Sifto Canada a présenté deux demandes de contrôle judiciaire alléguant que la ministre avait abusé de son pouvoir discrétionnaire en émettant la nouvelle cotisation parce que la demande de divulgation volontaire qui avait été acceptée exonnuait Sifto Canada de pénalités et que le prix de transfert convenu dans le cadre de la procédure avec l’autorité compétente liait l’ARC aux fins de la Loi de l’impôt sur le revenu (en vertu du par. 115.1(1) de la Loi de l’impôt sur le revenu).

Le ministre a demandé que les demandes soient radiables au motif qu’elles n’avaient aucune chance d’être tranchées. Le protonotaire saisi des demandes en première instance a refusé de radier les requêtes et la décision du protonotaire a été confirmée en appel par le ministre devant la Cour fédérale. Le ministre a également interjeté appel devant la Cour d’appel fédérale, s’appuyant sur la décision de 2013 de la CAF dans une autre affaire, JP Morgan Asset Management, qui a été rendue après la décision de la Cour fédérale dans l’affaire Sifto Canada.
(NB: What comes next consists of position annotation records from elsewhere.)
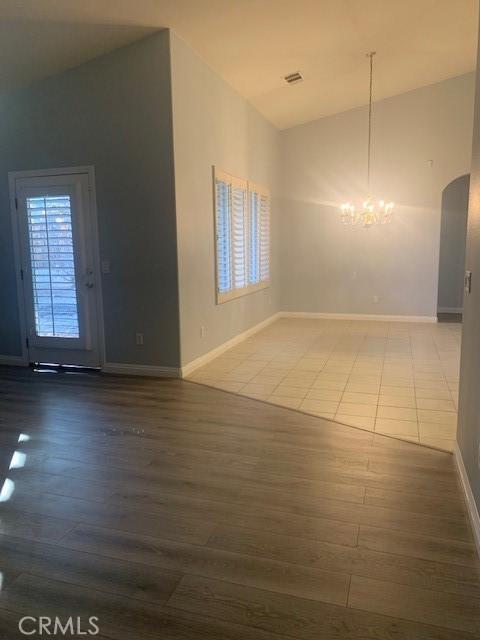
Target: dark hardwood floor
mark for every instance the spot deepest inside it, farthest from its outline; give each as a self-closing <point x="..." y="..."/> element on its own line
<point x="174" y="511"/>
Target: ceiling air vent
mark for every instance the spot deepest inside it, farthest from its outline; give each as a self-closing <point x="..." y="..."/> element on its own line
<point x="293" y="78"/>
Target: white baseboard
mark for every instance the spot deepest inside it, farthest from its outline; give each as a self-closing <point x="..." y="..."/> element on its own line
<point x="355" y="316"/>
<point x="202" y="360"/>
<point x="16" y="361"/>
<point x="141" y="370"/>
<point x="470" y="500"/>
<point x="450" y="309"/>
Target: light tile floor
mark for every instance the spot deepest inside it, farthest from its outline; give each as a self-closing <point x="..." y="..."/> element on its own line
<point x="394" y="378"/>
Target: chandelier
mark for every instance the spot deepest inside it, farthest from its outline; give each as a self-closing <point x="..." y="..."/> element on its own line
<point x="372" y="211"/>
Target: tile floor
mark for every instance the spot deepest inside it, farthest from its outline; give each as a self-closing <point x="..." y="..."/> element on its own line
<point x="399" y="379"/>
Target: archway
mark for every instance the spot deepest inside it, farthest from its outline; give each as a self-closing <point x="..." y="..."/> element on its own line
<point x="453" y="235"/>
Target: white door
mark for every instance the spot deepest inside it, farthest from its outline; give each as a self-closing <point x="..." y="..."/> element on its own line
<point x="58" y="268"/>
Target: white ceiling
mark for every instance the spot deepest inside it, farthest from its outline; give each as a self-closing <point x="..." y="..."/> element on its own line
<point x="252" y="44"/>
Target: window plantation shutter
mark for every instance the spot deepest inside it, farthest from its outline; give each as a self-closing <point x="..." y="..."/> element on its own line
<point x="259" y="258"/>
<point x="223" y="223"/>
<point x="239" y="233"/>
<point x="264" y="237"/>
<point x="254" y="240"/>
<point x="242" y="234"/>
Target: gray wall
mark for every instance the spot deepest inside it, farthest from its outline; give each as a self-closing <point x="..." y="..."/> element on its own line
<point x="453" y="234"/>
<point x="326" y="267"/>
<point x="213" y="125"/>
<point x="468" y="433"/>
<point x="113" y="113"/>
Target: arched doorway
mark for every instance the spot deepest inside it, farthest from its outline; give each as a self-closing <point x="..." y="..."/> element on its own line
<point x="453" y="235"/>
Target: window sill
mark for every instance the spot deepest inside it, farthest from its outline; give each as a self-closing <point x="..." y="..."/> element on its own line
<point x="239" y="293"/>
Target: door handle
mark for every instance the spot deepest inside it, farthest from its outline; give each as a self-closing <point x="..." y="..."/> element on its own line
<point x="89" y="280"/>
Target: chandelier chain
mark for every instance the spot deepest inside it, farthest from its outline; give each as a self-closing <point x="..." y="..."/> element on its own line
<point x="369" y="149"/>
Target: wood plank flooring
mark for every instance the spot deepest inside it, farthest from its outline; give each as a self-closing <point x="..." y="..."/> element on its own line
<point x="174" y="511"/>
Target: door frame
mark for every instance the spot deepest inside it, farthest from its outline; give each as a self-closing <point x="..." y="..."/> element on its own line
<point x="89" y="171"/>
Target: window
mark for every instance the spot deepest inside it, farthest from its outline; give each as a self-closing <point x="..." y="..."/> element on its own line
<point x="242" y="226"/>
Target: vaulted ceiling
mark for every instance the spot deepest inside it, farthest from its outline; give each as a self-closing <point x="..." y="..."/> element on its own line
<point x="253" y="44"/>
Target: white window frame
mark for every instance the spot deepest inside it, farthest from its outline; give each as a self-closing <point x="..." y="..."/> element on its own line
<point x="250" y="187"/>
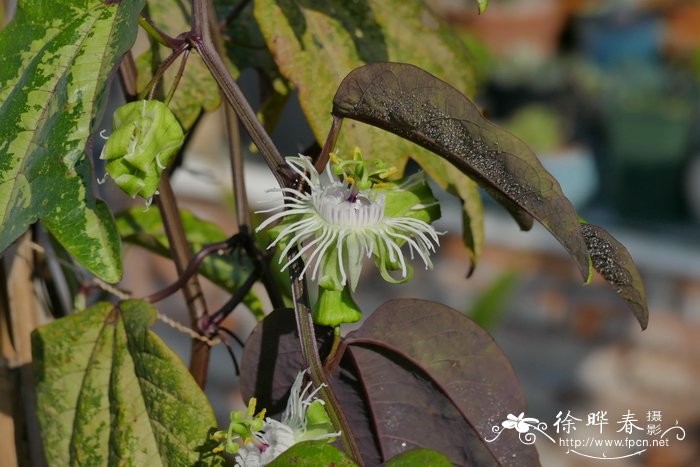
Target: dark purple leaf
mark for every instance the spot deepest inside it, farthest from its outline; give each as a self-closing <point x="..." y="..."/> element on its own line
<point x="414" y="104"/>
<point x="612" y="261"/>
<point x="350" y="393"/>
<point x="410" y="411"/>
<point x="434" y="379"/>
<point x="272" y="358"/>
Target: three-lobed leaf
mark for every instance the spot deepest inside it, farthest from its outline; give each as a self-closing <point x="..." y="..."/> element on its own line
<point x="54" y="68"/>
<point x="111" y="392"/>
Dans l’affaire JP Morgan, qui comportait des allégations d’abus de pouvoir discrétionnaire de la part de l’ARC concernant les nouvelles cotisations d’impôt à la source, la CAF a semblé envoyer un message clair aux contribuables et aux conseillers fiscaux que les demandes de contrôle judiciaire sont trop courantes et ne sont souvent rien de plus que des attaques collatérales « astucieuses » et invalides contre la compétence exclusive de la Cour canadienne de l’impôt de déterminer la validité des nouvelles cotisations d’impôt.

Il est donc intéressant - et significatif - que la CAF ait refusé d’accueillir l’appel du ministre visant à radier la demande de contrôle judiciaire de Sifto Canada. (Une demande a été abandonnée au moment où l’affaire est parvenue à la CAF, de sorte que seule la demande concernant la pénalité relative aux prix de transfert a été jugée par la Cour.)  Bien que la CAF ait fait remarquer que certains aspects d’une pénalité fiscale font l’objet d’un appel devant la Cour de l’impôt, la Cour a déclaré que la Cour de l’impôt n’a pas compétence pour déterminer si le ministre a correctement exercé son pouvoir discrétionnaire de renoncer à une pénalité ou de l’annuler. Cela ne peut être tranché qu’au moyen d’une demande de contrôle judiciaire à la Cour fédérale. La CAF a également rejeté les arguments du ministre selon lesquels la demande de Sifto Canada était prématurée et invalide parce que la réparation demandée a été mal rédigée en déclarant (au paragraphe 25) que « si la demande n’est pas parfaitement rédigée à cette étape, la Cour fédérale dispose d’une grande marge de manœuvre pour permettre des modifications si nécessaire pour s’assurer que le litige réel est correctement devant la Cour ».

L’affaire Sifto Canada est une affaire importante qui confirme que les contribuables ont recours à la Cour fédérale par voie de contrôle judiciaire dans des circonstances où il est allégué qu’il y a eu un exercice irrégulier du pouvoir discrétionnaire de la part du ministre en omettant de renoncer à une pénalité ou de l’annuler (Sifto Canada Corp c. MRN, 2014 CAF 140).